I've heard from a few local (now former) dairy farmers that they used to give molasses to their cows at times. Wondering if there is any benefit to adding molasses to my feeder pigs' diet (or what the general consensus is on molasses in general).

Pigs currently eat fish leftovers from a fish market, spent grain from a brewery, and pasture. Occasionally corn ( we are getting more now that our first two are close to slaughter weight and we are removing the fish from their diets)

Thanks.


----------



## haypoint (Oct 4, 2006)

Molasses stimulates appetite. Mixed in feed, the pigs will eat more, if that is a problem. I think it is best used to keep your loose mineral mix evenly mixed in the feed.


----------



## CJBegins (Nov 20, 2009)

I used molasses in milk when the pigs were sick to get them to drink more and add energy to their diet. It worked. I don't think any pig that lived lost weight.


----------



## cshire (Feb 1, 2011)

I mix dry molasses (about $12 per 50 lbs at the feed store) with the spent brew grain for my hogs. I found they weren't too fond of the spent grain alone.

I also mix cracked corn about 50/50 with the grains. 

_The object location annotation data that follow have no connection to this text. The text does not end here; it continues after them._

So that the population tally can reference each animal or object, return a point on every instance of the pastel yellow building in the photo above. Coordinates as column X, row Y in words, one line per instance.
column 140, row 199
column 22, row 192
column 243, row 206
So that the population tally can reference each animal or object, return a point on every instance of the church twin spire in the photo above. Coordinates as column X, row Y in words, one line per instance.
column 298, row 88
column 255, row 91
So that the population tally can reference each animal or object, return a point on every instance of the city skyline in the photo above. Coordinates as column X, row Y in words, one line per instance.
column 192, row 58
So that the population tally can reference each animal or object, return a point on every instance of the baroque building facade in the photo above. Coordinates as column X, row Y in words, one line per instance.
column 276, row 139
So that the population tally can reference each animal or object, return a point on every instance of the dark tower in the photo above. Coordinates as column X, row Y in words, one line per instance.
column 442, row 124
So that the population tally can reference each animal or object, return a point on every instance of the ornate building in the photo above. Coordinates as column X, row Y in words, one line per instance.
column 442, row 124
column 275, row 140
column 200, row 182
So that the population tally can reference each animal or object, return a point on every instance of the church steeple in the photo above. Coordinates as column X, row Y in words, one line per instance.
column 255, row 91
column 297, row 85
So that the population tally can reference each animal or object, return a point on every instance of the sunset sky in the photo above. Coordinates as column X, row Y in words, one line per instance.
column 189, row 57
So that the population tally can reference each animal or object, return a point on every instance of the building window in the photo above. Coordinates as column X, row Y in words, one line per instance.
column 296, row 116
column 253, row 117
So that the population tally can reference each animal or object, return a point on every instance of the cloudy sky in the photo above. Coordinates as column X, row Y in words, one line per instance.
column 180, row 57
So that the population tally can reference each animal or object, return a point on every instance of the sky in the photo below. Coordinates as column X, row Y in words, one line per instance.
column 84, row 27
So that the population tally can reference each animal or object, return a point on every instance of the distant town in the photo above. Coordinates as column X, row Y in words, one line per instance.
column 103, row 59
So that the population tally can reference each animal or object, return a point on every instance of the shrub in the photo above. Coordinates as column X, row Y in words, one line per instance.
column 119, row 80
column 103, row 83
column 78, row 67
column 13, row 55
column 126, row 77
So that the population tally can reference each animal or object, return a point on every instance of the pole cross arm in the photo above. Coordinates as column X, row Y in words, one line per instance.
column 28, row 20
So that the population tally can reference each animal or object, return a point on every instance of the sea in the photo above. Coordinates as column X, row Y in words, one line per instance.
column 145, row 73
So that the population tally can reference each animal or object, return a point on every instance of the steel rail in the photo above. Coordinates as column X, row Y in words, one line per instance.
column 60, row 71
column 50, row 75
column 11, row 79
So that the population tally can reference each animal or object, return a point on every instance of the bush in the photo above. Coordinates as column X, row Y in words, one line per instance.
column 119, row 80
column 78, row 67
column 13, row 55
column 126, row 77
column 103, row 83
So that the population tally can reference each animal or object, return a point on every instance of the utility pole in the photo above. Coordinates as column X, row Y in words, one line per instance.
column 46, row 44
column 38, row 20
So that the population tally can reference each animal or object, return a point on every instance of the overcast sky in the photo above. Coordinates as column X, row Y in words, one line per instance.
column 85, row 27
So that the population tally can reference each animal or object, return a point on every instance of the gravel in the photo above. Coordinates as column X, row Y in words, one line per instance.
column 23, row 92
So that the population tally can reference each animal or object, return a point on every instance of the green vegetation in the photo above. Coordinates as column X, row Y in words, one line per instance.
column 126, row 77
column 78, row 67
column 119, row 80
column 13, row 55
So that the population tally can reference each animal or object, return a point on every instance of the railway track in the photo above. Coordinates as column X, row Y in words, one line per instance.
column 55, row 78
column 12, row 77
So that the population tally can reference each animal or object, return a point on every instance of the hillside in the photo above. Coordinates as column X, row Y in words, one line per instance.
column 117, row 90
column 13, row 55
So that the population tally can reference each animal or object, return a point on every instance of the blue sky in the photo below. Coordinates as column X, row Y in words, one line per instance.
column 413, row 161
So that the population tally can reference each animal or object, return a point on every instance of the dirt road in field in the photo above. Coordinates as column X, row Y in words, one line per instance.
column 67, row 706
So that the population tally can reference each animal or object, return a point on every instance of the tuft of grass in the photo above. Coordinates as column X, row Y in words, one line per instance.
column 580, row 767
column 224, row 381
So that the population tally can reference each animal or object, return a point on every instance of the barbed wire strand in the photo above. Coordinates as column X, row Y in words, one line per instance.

Waiting for the weather to warm up so I can get oats, turnips, beets, etc. started and back off the feed store corn.


----------



## haypoint (Oct 4, 2006)

cshire said:


> I mix dry molasses (about $12 per 50 lbs at the feed store) with the spent brew grain for my hogs. I found they weren't too fond of the spent grain alone.
> 
> I also mix cracked corn about 50/50 with the grains.
> 
> Waiting for the weather to warm up so I can get oats, turnips, beets, etc. started and back off the feed store corn.


Don't the minerals settle to the bottom? What do you use to increase the protein without soybeans?


----------



## cshire (Feb 1, 2011)

The spent brew grains are not dry distillers grain, but wet grains that were cooked that day in the brew process.

The load of grain in a pickup bed will leave a puddle under the truck if parked for more than 5 minutes as the excess water drains out.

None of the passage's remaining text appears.